Madigan and Brock (19) reported that deposited elemental sulfur was detected by phase-contrast microscopy in a culture of C. aurantiacus strain OK-70-fl. Similarly, we observed the deposition of bright particles in cultures of C. aggregans (Fig. S1). In the genus Chloroflexus, the presence of sulfur dioxygenase, which oxidizes elemental sulfur and converts it to sulfite, has not been reported, and Chloroflexus does not appear to have the ability to use elemental sulfur as an electron donor in a photosynthetic electron transport system.

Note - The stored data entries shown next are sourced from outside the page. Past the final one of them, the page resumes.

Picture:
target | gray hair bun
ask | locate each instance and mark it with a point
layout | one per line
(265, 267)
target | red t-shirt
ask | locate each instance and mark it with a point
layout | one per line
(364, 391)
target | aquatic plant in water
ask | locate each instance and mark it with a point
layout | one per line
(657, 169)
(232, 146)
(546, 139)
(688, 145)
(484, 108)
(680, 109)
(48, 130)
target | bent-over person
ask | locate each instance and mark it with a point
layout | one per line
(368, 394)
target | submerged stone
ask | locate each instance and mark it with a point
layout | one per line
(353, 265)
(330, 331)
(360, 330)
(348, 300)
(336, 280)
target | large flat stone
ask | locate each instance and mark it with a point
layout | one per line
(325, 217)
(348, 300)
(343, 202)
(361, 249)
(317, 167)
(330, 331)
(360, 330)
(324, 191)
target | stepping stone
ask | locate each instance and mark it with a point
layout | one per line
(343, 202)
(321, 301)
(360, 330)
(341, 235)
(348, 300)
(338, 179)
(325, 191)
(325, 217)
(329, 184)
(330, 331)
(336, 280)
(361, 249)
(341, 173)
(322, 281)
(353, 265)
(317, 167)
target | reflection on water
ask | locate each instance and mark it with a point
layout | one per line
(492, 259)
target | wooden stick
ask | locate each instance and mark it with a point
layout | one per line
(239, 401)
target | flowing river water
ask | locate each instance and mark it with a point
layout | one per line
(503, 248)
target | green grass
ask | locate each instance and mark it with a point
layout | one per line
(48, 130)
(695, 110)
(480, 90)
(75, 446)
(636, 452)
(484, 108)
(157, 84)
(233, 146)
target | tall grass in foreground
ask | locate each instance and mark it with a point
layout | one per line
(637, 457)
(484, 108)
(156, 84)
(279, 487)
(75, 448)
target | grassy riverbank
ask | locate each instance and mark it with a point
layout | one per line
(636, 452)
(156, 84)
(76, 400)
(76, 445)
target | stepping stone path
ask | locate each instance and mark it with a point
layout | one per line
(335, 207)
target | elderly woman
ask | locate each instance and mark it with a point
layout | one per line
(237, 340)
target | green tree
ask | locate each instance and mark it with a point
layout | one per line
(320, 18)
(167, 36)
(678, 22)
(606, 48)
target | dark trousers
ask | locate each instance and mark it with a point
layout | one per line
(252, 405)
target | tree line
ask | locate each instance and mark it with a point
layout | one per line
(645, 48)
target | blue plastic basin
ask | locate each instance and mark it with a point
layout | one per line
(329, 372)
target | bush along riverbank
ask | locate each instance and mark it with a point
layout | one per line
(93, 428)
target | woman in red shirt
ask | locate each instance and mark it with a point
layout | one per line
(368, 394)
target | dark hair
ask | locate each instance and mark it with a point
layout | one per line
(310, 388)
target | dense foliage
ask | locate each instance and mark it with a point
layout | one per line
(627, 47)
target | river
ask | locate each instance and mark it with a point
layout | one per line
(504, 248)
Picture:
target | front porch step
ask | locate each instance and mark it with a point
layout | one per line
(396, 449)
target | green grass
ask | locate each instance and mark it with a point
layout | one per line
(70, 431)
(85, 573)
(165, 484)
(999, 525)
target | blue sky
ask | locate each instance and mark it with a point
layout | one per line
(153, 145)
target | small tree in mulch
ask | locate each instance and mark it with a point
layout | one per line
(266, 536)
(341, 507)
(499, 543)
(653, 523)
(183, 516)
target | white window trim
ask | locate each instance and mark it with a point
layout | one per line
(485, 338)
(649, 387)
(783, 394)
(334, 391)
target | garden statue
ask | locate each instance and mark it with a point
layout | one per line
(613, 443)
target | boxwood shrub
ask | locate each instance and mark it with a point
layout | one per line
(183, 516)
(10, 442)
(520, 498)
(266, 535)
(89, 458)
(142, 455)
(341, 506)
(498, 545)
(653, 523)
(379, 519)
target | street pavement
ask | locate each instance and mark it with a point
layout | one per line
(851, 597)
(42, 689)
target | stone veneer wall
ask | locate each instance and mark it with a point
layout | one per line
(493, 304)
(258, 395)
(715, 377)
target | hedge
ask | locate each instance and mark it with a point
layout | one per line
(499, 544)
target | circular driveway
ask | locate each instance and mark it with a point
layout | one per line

The enzyme SQR is classified into six groups. The genomes of Chloroflexus species, including strain ACA-12, contain a gene for Type II SQR (Table 1). Type II SQR is widely present among cyanobacteria, non-phototrophs, and many eukaryotes (20). Although type II SQR is considered to have various functions, such as detoxification (27), it may be used for dissimilatory sulfide oxidation in the autotrophic growth of Chloroflexus species. The present study is the first to demonstrate the photoautotrophic growth on sulfide of strains of C. aggregans that contain the Type II SQR gene in their genomes. This may be indirect evidence for Type II SQR having the function of dissimilatory sulfide oxidation, similar to other types of SQR.

C. aggregans strains are considered to basically be photoheterotrophs that require organic compounds produced by neighboring cyanobacteria in natural environments. However, this may not be accurate because photoautotrophic growth was detected in C. aggregans strains in the present study. Therefore, C. aggregans is not just a consumer that depends on cyanobacteria, it may thrive independently with carbon fixing, and, hence, cannot be ignored as one of the primary producers in hot springs, as expected based on the biological activities of the microbial mats (17). However, photoautotrophic ability differs from strain to strain, as shown in this study. This ability may increase or decrease over time in natural hot springs with obligate photoautotrophic cyanobacteria.